One of the points we touched on a few weeks ago when we published a report on the declining role of coal-fired electricity plants in Texas is that they aren’t nearly the baseload workhorses they used to be.

Our report, “Fundamental Changes in Energy Markets Are Undermining the Financial Viability of Coal-Fired Power Plants in Texas,” examined seven aging plants, all of which we think will very likely be retired, perhaps sooner than later.

We explained broadly and in detail how these plants – which include Martin Lake Power Plant – are emblematic of a fading industry for a host of reasons rooted in market shifts driven by the rise of natural gas and renewables, both of which have gotten so inexpensive that they have become go-to sources for power generation.

Contrary to what many coal-industry executives say, it’s mostly a matter of economics. Coal does not have a regulation problem so much as it has a market-competition problem. Other technologies and fuels are increasingly able to produce electricity at lower cost, and this is a trend that has legs, nationally and in Texas. It is not likely to end.

Our report looked specifically at the performance of four merchant generators (those that produce electricity and sell it into competitive unregulated markets) – the Big Brown, Martin Lake (just west of Tyler) and Monticello plants owned by EFH’s Luminant subsidiary, and the Coleto Creek plant owned by Dynegy. It also analyzed three coal-fired plants owned by public power utilities or power agencies-the Fayette Power Project, Gibbons Creek, and J.K. Spruce Unit 1.
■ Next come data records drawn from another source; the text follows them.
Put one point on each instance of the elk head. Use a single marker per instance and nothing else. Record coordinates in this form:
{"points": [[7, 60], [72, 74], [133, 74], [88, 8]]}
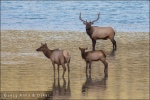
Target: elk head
{"points": [[43, 47], [83, 49], [88, 24]]}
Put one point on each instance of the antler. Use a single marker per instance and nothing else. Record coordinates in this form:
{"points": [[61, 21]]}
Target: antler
{"points": [[96, 19], [81, 18]]}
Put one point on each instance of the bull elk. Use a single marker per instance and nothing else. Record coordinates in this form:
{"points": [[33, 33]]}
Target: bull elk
{"points": [[96, 32], [59, 57]]}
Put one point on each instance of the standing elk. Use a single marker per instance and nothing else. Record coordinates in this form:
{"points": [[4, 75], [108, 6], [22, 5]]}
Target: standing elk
{"points": [[59, 57], [90, 56], [96, 32]]}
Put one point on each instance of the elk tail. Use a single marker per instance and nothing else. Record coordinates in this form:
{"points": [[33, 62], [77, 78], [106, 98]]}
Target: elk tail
{"points": [[103, 53], [66, 54]]}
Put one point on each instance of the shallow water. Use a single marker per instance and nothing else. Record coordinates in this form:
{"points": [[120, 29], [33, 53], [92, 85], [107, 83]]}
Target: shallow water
{"points": [[26, 73], [122, 15]]}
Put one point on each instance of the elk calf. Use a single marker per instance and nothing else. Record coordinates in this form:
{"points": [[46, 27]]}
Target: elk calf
{"points": [[96, 32], [59, 57], [90, 56]]}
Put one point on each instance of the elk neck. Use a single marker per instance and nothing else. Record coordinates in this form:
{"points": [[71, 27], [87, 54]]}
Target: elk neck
{"points": [[83, 55], [47, 52], [89, 30]]}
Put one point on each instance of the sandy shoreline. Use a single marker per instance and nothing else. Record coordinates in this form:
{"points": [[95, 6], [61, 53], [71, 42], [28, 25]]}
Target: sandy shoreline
{"points": [[25, 69]]}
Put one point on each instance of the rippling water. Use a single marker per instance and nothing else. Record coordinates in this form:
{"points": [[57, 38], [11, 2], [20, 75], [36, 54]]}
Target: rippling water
{"points": [[123, 16], [26, 73]]}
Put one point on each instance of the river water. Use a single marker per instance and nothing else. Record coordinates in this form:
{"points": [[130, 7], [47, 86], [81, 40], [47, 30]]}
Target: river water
{"points": [[28, 74], [122, 15]]}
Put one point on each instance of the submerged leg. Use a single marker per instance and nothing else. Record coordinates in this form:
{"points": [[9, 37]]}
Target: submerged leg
{"points": [[90, 68], [106, 67], [68, 65], [93, 44], [58, 70], [114, 44], [64, 69], [53, 68]]}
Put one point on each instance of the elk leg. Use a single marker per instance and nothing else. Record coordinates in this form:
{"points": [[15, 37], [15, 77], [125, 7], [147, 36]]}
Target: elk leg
{"points": [[64, 69], [86, 66], [68, 68], [106, 67], [90, 68], [114, 44], [58, 70], [93, 44], [68, 65], [53, 68]]}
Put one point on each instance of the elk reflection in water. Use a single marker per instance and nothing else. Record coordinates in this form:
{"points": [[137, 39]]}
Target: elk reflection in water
{"points": [[59, 91], [96, 84]]}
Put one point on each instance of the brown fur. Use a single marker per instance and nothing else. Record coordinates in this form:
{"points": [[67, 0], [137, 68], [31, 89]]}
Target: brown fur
{"points": [[96, 32], [91, 56], [57, 56]]}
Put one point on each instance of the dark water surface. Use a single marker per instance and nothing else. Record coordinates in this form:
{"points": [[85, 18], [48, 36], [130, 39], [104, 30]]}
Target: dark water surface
{"points": [[30, 72], [122, 15]]}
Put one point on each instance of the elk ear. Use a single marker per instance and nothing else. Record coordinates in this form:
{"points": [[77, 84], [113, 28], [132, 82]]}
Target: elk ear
{"points": [[84, 23], [92, 23], [45, 44]]}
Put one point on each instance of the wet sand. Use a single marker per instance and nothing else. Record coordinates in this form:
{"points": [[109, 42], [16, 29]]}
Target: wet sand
{"points": [[25, 69]]}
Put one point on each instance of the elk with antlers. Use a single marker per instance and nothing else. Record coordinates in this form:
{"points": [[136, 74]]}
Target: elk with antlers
{"points": [[96, 32]]}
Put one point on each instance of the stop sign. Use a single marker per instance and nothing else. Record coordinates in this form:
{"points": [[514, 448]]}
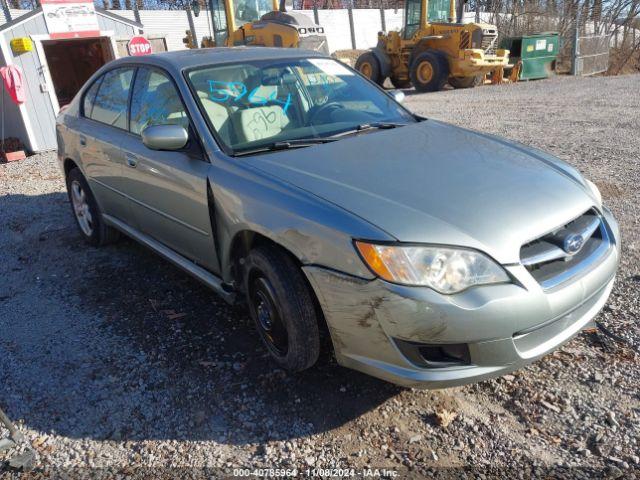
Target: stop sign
{"points": [[139, 46]]}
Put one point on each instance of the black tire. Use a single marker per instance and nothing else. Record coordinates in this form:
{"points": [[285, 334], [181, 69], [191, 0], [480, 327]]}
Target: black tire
{"points": [[465, 82], [397, 83], [99, 234], [430, 61], [273, 282], [369, 67]]}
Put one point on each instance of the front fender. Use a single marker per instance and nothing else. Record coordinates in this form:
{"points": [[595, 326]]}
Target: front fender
{"points": [[315, 231]]}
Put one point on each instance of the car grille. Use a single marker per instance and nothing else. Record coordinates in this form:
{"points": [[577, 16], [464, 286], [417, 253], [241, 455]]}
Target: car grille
{"points": [[568, 251]]}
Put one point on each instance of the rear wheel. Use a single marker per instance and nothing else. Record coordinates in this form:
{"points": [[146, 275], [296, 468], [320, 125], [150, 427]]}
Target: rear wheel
{"points": [[465, 82], [281, 305], [429, 71], [86, 211], [368, 66]]}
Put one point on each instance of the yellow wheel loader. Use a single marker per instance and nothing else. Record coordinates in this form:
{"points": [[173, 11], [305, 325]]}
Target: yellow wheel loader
{"points": [[433, 49], [263, 23]]}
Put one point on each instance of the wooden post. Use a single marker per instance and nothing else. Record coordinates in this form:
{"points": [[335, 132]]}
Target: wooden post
{"points": [[353, 33], [192, 26]]}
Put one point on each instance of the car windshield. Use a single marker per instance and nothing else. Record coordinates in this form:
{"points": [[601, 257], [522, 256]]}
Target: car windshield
{"points": [[254, 105]]}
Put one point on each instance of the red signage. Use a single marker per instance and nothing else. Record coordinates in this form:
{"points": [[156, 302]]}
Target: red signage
{"points": [[139, 46]]}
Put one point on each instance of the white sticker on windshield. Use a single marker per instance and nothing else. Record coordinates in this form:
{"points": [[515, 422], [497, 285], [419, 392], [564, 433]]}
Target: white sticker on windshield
{"points": [[330, 67]]}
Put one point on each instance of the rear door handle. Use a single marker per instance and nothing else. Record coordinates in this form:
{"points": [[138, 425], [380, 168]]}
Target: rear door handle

We noted that the seven plants have a total of 8,100 megawatts of capacity and account for a little more than 40 percent of the total coal-fired capacity in ERCOT. They serve as proxies, in other words, for the Texas coal-fired generation market – and indeed proxies for much of the industry nationally.

These plants’ days are numbered, to put it bluntly, simply because they can no longer compete. They are – for the most part – really just shadows of their former selves in terms of their capacity factors, which is to say their actual output versus their potential output.